ECLI:NL:HR:2022:1880
Hoge Raad
- Cassatie
- Rechtspraak.nl
Cassatie tegen uitspraak Gerechtshof Den Haag inzake inkomstenbelasting en belastingrente
In deze zaak heeft de Hoge Raad op 16 december 2022 uitspraak gedaan in een cassatieprocedure die was ingesteld door belanghebbende, vertegenwoordigd door T.H. Huisman, tegen de Staatssecretaris van Financiën. De zaak betreft een beroep in cassatie tegen de uitspraak van het Gerechtshof Den Haag van 6 januari 2021, nummer BK-20/00354, die op zijn beurt weer voortvloeide uit een uitspraak van de Rechtbank Den Haag (nummer SGR 19/5575). De kwestie draait om de aan belanghebbende opgelegde aanslag in de inkomstenbelasting en premie volksverzekeringen voor het jaar 2015, alsook de beschikking inzake belastingrente.
De Hoge Raad heeft de klachten van belanghebbende over de uitspraak van het Hof beoordeeld.

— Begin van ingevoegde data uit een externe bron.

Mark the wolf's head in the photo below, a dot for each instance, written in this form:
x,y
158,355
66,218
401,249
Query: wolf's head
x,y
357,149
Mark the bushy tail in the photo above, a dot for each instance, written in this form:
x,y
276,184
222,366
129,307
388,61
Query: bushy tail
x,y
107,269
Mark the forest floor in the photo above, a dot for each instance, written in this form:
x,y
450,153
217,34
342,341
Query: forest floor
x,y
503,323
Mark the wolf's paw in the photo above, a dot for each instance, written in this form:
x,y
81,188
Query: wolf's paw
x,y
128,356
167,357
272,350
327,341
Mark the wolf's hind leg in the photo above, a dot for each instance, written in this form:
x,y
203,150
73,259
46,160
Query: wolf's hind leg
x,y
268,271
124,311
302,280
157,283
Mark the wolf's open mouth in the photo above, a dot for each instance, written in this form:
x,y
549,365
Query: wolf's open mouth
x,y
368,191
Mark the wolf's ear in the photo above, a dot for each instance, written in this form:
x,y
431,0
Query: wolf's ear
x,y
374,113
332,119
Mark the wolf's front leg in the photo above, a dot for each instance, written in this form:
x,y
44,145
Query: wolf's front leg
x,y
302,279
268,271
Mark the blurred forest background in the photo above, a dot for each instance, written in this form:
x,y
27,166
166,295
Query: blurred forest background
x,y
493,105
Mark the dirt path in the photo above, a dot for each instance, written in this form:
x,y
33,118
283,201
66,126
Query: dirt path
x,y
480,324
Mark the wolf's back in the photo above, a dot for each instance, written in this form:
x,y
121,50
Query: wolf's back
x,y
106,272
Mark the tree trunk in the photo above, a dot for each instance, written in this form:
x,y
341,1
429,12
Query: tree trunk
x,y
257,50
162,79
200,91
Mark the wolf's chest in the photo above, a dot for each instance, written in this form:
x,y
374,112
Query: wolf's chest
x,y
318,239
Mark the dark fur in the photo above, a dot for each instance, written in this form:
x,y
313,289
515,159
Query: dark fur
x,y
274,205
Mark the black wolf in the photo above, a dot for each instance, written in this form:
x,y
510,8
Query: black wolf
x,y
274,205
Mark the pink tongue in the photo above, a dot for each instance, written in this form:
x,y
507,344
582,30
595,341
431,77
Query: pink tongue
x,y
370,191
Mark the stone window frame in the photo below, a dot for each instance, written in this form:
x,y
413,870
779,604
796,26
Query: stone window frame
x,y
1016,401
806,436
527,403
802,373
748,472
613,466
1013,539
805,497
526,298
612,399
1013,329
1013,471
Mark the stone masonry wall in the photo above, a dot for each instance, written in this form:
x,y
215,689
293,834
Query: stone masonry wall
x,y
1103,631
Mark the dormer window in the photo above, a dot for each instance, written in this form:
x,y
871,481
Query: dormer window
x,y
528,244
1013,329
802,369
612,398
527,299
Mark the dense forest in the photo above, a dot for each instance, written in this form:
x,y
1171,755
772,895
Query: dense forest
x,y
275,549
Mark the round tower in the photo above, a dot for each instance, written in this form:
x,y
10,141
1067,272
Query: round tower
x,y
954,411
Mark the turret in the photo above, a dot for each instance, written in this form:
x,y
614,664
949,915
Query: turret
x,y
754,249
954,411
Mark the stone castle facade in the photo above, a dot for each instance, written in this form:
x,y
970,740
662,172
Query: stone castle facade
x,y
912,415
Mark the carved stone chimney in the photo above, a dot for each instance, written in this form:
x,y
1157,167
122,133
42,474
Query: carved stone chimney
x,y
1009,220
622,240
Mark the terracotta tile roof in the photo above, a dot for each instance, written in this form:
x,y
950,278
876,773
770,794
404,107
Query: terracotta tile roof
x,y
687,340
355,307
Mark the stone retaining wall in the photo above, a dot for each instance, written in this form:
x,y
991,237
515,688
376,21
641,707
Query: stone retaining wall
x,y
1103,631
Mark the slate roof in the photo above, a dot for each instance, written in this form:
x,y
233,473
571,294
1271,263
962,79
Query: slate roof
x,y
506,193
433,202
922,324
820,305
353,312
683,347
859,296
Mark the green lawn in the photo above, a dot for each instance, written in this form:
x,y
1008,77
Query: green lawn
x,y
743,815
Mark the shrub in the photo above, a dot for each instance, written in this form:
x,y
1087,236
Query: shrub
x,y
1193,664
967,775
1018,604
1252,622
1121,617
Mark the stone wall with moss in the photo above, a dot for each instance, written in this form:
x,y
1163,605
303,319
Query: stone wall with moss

De uitkomst was dat deze klachten niet konden leiden tot vernietiging van de uitspraak van het Hof. De Hoge Raad heeft in zijn oordeel geen verdere motivering hoeven geven, aangezien de vragen die aan de orde waren niet van belang waren voor de eenheid of ontwikkeling van het recht, zoals bedoeld in artikel 81, lid 1, van de Wet op de rechterlijke organisatie.
Daarnaast heeft de Hoge Raad geen aanleiding gezien om een veroordeling in de proceskosten uit te spreken. Uiteindelijk heeft de Hoge Raad het beroep in cassatie ongegrond verklaard, waarmee de uitspraak van het Gerechtshof in stand blijft.